В ожидании реакции от детей незаметно перевожу дыхание. Они молчат, будто шокированы больше меня. Мне уже кажется, что к сердцу подкрадывается приступ… Как вдруг Соня, сжимая свой бокал, выходит из-за стола и идет ко мне. Саша двигается за ней. Я на автомате отодвигаю стоящий позади стул и сама поворачиваюсь так, чтобы они смогли подойти.

– Ох, мама, мама, – вздыхает с улыбкой Соня. – Дайте-ка я вас крепко обниму.

Она обнимает. А за ней и сын. И все… Видимость замыливается слезами, и я больше ничего, кроме них, не воспринимаю.

После стартуют танцы, и открывают веселье, конечно же, молодожены. Звучит какая-то популярная французская песня, Саша с Соней смотрят друг другу в глаза, кружат по площадке и наполняют теплый вечерний воздух такой любовью, что я, к своему поражению, снова не удерживаюсь от слез.

Никогда не трогали меня никакие свадьбы, но мои дети поистине красивые. Он – высокий и сильный мужчина. Она – маленькая, воздушная, нежная и, самое главное, его. Смотрю, как танцуют, и не могу скрыть своего восхищения.

Кто бы мог подумать, что я с гордостью сниму с Сони Богдановой фату и сама же повяжу ей вместо матери платок.

Провожаем молодых в номер.

И, как ни странно, после этого, с подачи вездесущих Чарушиных, начинается настоящее веселье. Что ж, самое главное на сегодня сделано, и я тоже позволяю себе расслабиться. Танцуя в объятиях Тимофея под звуки любимого джаза, то и дело смеюсь.

А следующим вечером, после второго дня свадьбы, сидя с невесткой на террасе ее парижского кафе и потягивая неспешно вино, я вспоминаю кое-что из прошлого и прихожу к очередному, уже даже не шокирующему осознанию.

Бог дал мне длинную дорогу. Сквозь огонь и воду. Я сгорала. Я захлебывалась. Я тонула. Я падала. Я разбивалась на осколки. Но я всегда поднималась и шла дальше. Сквозь самые темные коридоры. И сейчас я абсолютно и безудержно счастлива.

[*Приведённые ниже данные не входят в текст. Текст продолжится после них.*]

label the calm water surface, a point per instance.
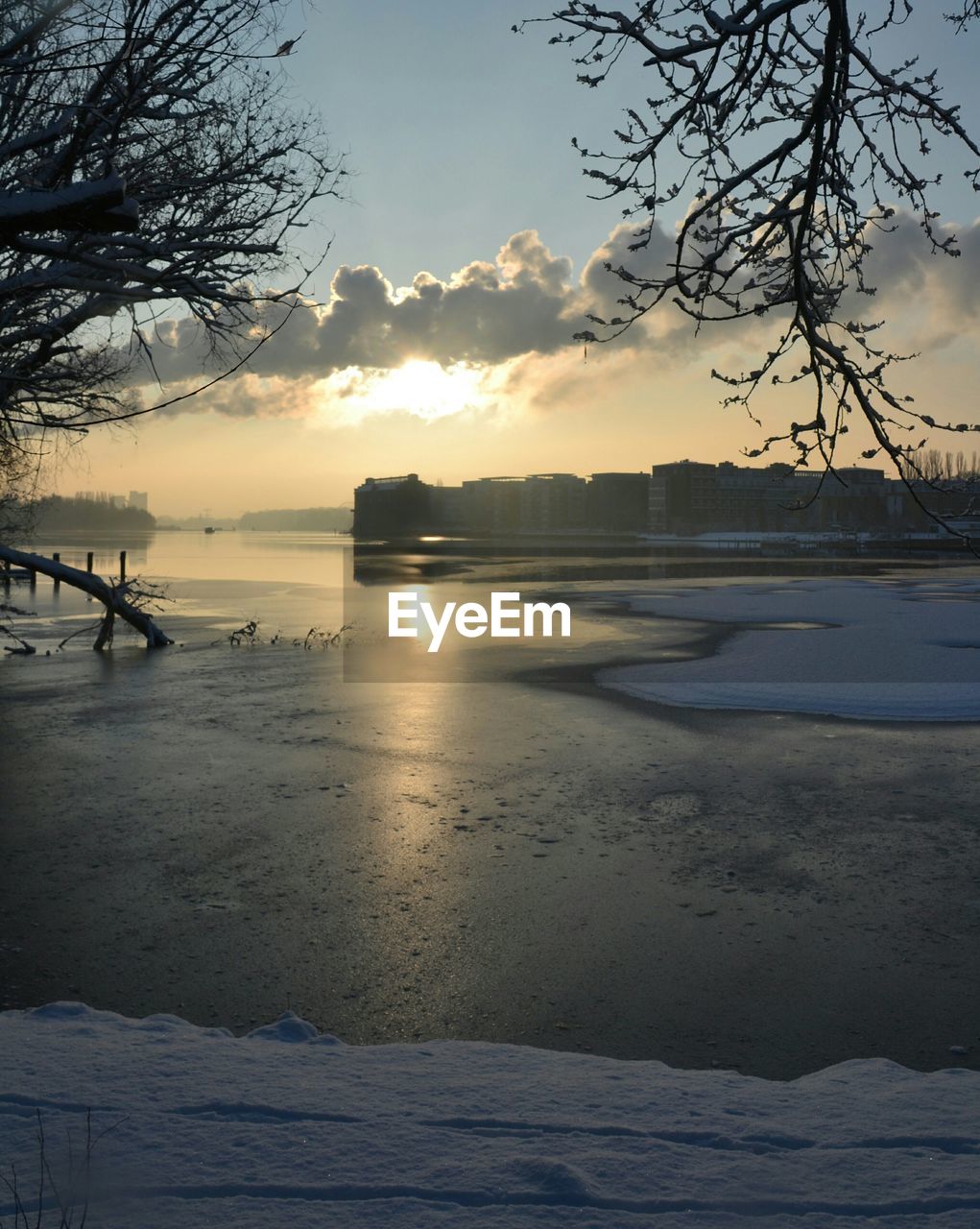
(225, 833)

– А знаешь… – оторвав взгляд от светящейся башни, вращаю бокалом, пока вино не омывает все его стенки. – Для меня честь, что первым человеком, который опустит цветы на крышку моего гроба, будешь ты, Соня Георгиева, – признав это, поднимаю взгляд. Невестка медленно, расширяя на ходу глаза, поворачивается ко мне. Улыбаюсь тому эпическому удивлению, которое отражается на ее лице. Искренне и совершенно легко заканчиваю: – Только прошу тебя, никаких гвоздик. Терпеть не могу эти убогие цветы. Принеси мне, дочь, георгины.